Join the Batting table to the People by matching the playerID values in these two tables. For all 48 players on the 2023 Chicago Cubs team, print their PlayerID (from either table), as well as their hits (H) and home runs (HR) from the Batting table, and also their nameFirst and nameLast from the People table.

Deliverables
  • Print the playerID, H, HR, nameFirst, and nameLast values for all 48 of the players on the 2023 Chicago Cubs team.

Question 2 (2 pts)

Join the Batting table to the Pitching table by matching the playerID, yearID, stint, and yearID columns. There is only one person from 2023 appearing in both of these tables that hit more than 30 home runs. Print this person’s playerID and the number of home runs (HR) that they attained (from the Batting table).

Deliverables
  • Print the PlayerID and the number of home runs (HR) from the Batting table for the only person who is in both the Batting and Pitching table in 2023 who had more than 30 home runs (HR) in the Batting table.

Question 3 (2 pts)

In this question, we will accomplish everything from Project 8, Question 3abc in just one query.

Join the People and Batting table by matching the playerID values in these two tables. Print only 1 row, corresponding to Rickey Henderson, displaying his playerID, nameFirst, nameLast, SUM(R), and SUM(SB) values.

He had 2295 runs scored altogether and 1406 stolen bases.

Deliverables
  • Print only 1 row, corresponding to Rickey Henderson, displaying his playerID, nameFirst, nameLast, SUM(R), and SUM(SB) values.

Question 4 (2 pts)

  1. As in Project 8, Question 4a, use the Batting table but now also JOIN the People table (by matching the playerID values), to find the top 5 players of all time, in terms of their total number of hits, in other words, according to SUM(H). For the top 5 players (in terms of the total number of hits), print their playerID, the SUM(H) (in other words, their total number of hits in their careers), and their nameFirst and nameLast values.

  2. Same question as 4b, but this time use home runs (according to SUM(HR)) instead of hits.

Deliverables
  • For the top 5 players (in terms of the total number of hits), print their playerID, the SUM(H) (in other words, their total number of hits in their careers), and their nameFirst and nameLast values.
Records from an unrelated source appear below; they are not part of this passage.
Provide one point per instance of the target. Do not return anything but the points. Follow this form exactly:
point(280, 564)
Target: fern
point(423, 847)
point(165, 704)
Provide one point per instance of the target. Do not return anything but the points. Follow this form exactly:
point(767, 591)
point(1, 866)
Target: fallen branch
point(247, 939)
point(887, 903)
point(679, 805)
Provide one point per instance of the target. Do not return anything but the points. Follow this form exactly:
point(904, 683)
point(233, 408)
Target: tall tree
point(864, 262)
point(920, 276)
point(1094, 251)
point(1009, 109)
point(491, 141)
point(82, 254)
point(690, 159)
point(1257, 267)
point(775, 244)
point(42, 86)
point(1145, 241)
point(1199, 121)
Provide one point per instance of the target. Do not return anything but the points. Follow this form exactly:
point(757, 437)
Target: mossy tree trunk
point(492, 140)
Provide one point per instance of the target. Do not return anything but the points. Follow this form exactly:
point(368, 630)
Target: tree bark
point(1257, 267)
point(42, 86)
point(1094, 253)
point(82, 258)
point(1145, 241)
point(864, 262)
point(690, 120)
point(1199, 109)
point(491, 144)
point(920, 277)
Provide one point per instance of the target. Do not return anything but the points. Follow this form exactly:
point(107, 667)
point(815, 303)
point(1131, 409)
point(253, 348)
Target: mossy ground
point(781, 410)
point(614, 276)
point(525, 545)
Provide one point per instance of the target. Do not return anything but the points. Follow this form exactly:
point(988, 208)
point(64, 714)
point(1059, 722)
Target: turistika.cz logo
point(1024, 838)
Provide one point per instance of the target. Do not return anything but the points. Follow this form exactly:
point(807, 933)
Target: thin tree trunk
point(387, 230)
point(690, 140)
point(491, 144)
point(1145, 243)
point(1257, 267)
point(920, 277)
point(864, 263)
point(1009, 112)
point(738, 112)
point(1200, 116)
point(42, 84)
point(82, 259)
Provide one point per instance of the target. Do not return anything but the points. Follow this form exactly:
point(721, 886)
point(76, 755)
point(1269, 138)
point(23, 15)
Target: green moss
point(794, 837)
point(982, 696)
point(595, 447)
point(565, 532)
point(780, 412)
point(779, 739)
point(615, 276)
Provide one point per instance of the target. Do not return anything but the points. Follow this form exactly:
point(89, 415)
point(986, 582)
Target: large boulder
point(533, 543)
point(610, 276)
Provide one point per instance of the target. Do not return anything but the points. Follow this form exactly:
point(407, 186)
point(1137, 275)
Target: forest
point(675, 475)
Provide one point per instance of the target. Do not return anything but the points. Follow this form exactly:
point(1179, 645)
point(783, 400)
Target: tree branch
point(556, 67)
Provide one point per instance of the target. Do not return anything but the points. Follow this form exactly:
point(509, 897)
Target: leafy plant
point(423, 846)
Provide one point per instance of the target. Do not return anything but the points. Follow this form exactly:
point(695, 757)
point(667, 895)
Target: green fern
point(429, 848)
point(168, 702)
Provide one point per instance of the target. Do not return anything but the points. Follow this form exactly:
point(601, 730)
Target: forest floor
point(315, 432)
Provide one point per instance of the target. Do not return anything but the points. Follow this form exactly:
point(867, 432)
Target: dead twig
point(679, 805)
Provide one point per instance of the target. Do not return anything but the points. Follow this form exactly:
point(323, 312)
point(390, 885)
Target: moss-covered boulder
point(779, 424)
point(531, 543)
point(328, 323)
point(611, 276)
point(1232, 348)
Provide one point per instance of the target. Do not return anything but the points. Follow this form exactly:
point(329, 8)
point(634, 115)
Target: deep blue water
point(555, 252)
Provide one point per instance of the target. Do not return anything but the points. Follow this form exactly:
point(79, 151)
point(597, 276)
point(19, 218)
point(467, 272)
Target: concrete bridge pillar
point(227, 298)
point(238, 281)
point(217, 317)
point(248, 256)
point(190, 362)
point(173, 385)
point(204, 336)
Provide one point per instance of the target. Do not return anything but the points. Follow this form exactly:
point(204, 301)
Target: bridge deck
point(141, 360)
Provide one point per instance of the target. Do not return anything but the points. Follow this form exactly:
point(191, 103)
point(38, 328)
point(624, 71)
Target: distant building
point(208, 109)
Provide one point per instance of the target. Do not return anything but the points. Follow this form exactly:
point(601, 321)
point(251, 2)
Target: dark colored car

  • For the top 5 players (in terms of the total number of home runs), print their playerID, the SUM(HR) (in other words, their total number of home runs in their careers), and their nameFirst and nameLast values.

Question 5 (2 pts)

Join the CollegePlaying and People tables on the playerID values. Print the DISTINCT(playerID) and nameFirst and nameLast values from the playerID table for each of the 15 distinct players that have schoolID = 'purdue' in the CollegePlaying table.

Deliverables
  • Print the DISTINCT(playerID) and nameFirst and nameLast values from the playerID table for each of the 15 distinct players that have schoolID = 'purdue' in the CollegePlaying table.

Submitting your Work

We hope that you enjoyed learning about databases this week! Please let us know if we can assist, as you are learning these new ideas!

Items to submit
  • firstname-lastname-project9.ipynb

You must double check your .ipynb after submitting it in gradescope. A very common mistake is to assume that your .ipynb file has been rendered properly and contains your code, comments (in markdown or with hashtags), and code output, even though it may not. Please take the time to double check your work. See the instructions on how to double check your submission.

You will not receive full credit if your .ipynb file submitted in Gradescope does not show all of the information you expect it to, including the output for each question result (i.e., the results of running your code), and also comments about your work on each question. Please ask a TA if you need help with this. Please do not wait until Friday afternoon or evening to complete and submit your work.